Political prisoners Miguel Mora, Miguel Mendoza, Suyen Barahona, Félix Maradiaga, Juan Sebastián Chamorro and Róger Reyes also experience this same situation. All of them have been denied the right to communicate by any means with their offspring.
“All prisoners and political prisoners have the right to see their relatives. This regime has systematically violated that right that is established in Nicaraguan legislation and this is especially serious in the case of children and disabled people. The penalties that are unfair should not be extended to the family, boys and girls cannot be punished by punishing the father or the mother”, said the opposition Ana Quirós, member of the Political Council of the Unab.
Quirós explained that, for a five-year-old girl, going without seeing her mother, her main reference for more than a year, is a very serious punishment.

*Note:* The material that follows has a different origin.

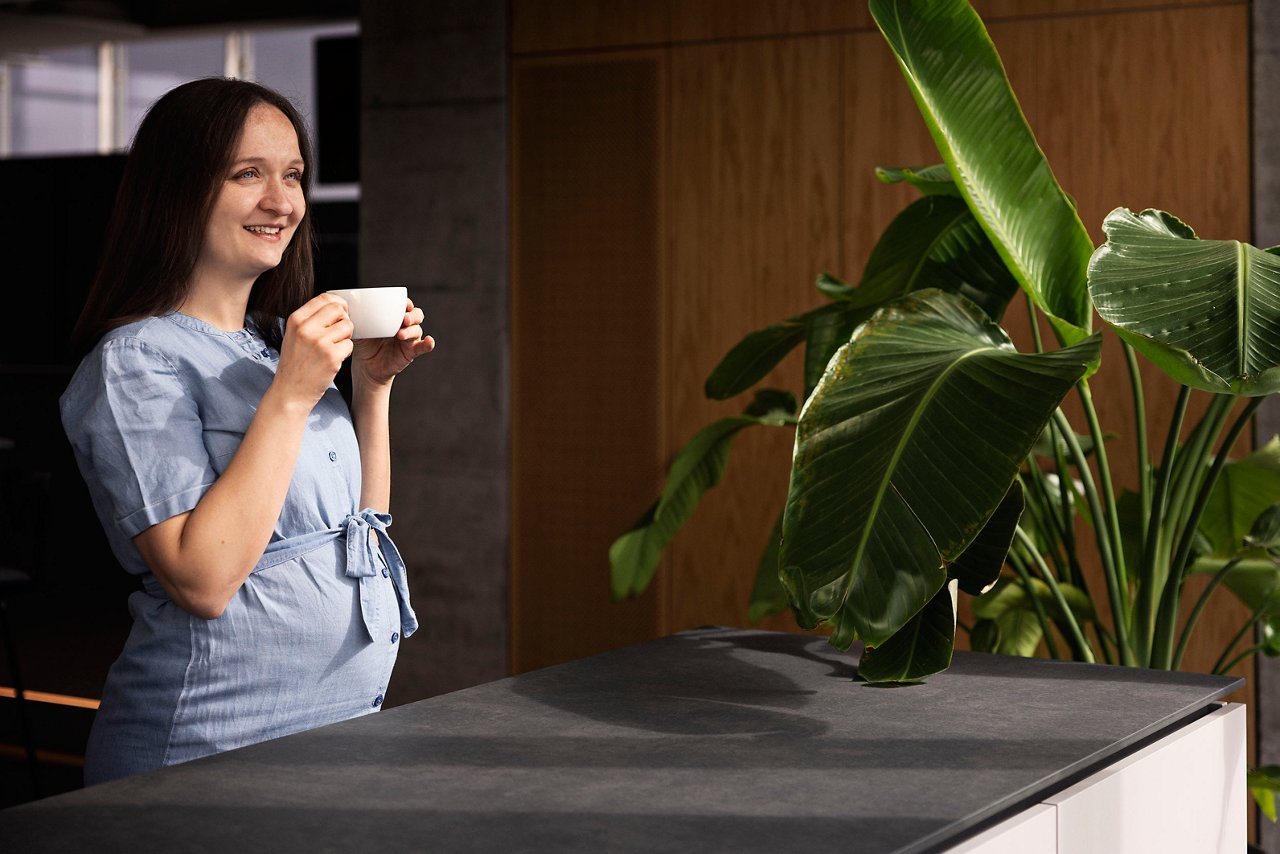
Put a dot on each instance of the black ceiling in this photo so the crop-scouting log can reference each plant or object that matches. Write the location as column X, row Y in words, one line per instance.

She said that it is practically 20% of her life that has been deprived of her mother. She demanded that the regime regularize visits to the relatives of political prisoners, and especially to children.
“Tamara Dávila has the right to see her daughter, Miguel Mendoza has the right to see her daughter, as well as all political prisoners. People who are abroad also have the right to communicate with them and should be able to talk on the phone, receive letters, photos and have daily communication », she stated.
A lawyer, on condition of anonymity, explained to Article 66 that visits between prisoners of conscience and their sons and daughters should be every 15 days because it is a right of children and adolescents who are protected in the Family Code. The jurist pointed out that the law establishes that fathers, mothers, sons and daughters must maintain communication and that this right is not extinguished because the parents are in prison.
The only mechanism that has been effective so that the political prisoners Tamara Dávila and Miguel Mora could see their children last Saturday, August 20, was a hunger strike. The regime relented and allowed both prisoners of conscience to meet them after 15 months under forced separation.